Ingin jujur, alasan Kabareskrim belum juga serahkan LHKPN ke KPK

Komjen Budi Waseso juga tak mau gara-gara pengisian LHKPN salah menjadi kasus pidana .

Supriatin
Oleh Supriatin - Reporter
Ingin jujur, alasan Kabareskrim belum juga serahkan LHKPN ke KPK
Komjen Budi Waseso. ©2015 Merdeka.com

Kepala Badan Reserse dan Kriminal (Bareskrim) Polri Komjen Pol Budi Waseso memastikan bakal mengisi Laporan Harta Kekayaan Penyelenggara Negara (LHKPN) dan menyerahkannya ke Komisi Pemberantasan Korupsi (KPK). Karena butuh ketelitian dan kejujuran, Waseso mengaku butuh waktu dalam mengisi LHKPN tersebut."Kita bicara kejujuran karena bukan apa-apa, ini ada kepentingan. Saya tidak mau mempermasalahkan itu," kata Waseso di Mabes Polri, Senin (29/6).Waseso mengatakan, blanko LHKPN ini tidak sederhana mengisinya. Blanko itu sangat banyak.

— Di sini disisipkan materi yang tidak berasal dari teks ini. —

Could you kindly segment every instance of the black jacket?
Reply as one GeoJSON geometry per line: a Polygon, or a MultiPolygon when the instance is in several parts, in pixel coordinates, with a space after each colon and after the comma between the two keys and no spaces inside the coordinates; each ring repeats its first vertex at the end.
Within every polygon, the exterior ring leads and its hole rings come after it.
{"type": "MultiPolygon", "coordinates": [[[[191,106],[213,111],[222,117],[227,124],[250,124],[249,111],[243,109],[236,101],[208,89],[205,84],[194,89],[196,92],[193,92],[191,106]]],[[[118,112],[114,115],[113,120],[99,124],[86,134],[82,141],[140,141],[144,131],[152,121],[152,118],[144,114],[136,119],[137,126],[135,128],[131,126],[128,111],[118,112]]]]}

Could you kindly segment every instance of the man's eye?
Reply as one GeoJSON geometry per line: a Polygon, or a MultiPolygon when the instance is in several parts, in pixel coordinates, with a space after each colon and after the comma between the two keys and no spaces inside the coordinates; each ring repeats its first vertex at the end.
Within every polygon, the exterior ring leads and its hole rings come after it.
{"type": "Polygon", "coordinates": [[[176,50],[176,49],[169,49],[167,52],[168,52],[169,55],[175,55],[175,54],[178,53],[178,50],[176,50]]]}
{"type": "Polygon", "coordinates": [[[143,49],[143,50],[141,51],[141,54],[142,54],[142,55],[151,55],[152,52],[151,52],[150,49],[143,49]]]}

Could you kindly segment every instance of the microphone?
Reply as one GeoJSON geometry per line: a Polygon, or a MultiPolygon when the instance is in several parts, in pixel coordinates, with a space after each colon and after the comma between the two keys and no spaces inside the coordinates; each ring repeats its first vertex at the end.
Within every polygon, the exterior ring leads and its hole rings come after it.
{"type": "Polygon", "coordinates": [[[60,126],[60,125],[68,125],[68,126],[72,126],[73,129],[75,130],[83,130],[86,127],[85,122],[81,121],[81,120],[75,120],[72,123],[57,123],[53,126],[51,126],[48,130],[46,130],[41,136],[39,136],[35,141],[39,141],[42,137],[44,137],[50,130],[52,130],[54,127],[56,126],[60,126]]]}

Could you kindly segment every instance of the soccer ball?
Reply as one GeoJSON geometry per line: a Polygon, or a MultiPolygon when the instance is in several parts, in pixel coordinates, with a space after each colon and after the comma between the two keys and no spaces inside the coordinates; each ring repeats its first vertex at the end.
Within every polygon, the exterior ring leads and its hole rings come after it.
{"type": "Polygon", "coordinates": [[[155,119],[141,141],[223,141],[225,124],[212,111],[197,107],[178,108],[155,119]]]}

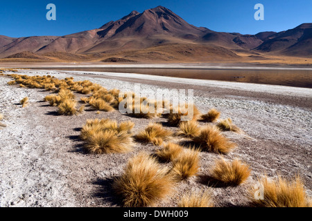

Dia juga mencontohkan, misalnya untuk harta yang dibeli tahun 1990 yang kemudian nanti dikomparasi dengan tahun sekarang soal nilai maupun pajaknya."Bagaimana saya harus menelusuri itu? Kan tidak gampang. Itu perlu orang ahli yang menghitung itu, sekarang sedang berjalan," tutur Waseso.Mantan Kepala Sekolah Staf dan Pimpinan Tinggi Polri di Lemdikpol ini mengaku sangat berhati hati dalam mengisi LHKPN, sebab jika terjadi kekeliruan maka bisa jadi persoalan pidana pemalsuan. Dan dirinya tidak menginginkan hal itu terjadi."Saya ingin memberikan contoh yang benar. Sama dengan saya menyidik kasus, saya memberi contoh penyidikan yang benar," kata dia.Dalam pengisian LHKPN, imbuh Waseso, tidak mungkin diselesaikan dalam bulan puasa ini. Apalagi, kata dia, banyak yang harus diisi dan harus jujur."Itu harus diisi secara jujur," tutupnya.Seperti diketahui, sejak dilantik menjadi Kabareskrim pada Januari lalu, Komjen Budi Waseso belum menyerahkan LHKPN ke KPK. Dia sempat menyatakan keenggananya dan malah meminta KPK yang langsung menelusuri harta kekayaannya. "Saya tidak mau saya yang melaporkan. Suruh KPK sendiri lah yang mengisi itu," ujar Budi di Kompleks Mabes Polri, Jakarta, Jumat (29/5). Budi merasa akan lebih obyektif jika KPK yang menelusuri harta kekayaannya dibandingkan dirinya yang membuat laporan. Alasannya, jika pejabat itu mengisi sendiri dipertanyakan hasilnya."Justru itu malah obyektif, kan dia ada timnya sendiri yang menelusurinya. Kalau pejabatnya yang disuruh ngisi sendiri, ya kan bisa saja hasilnya lain," ujar Budi.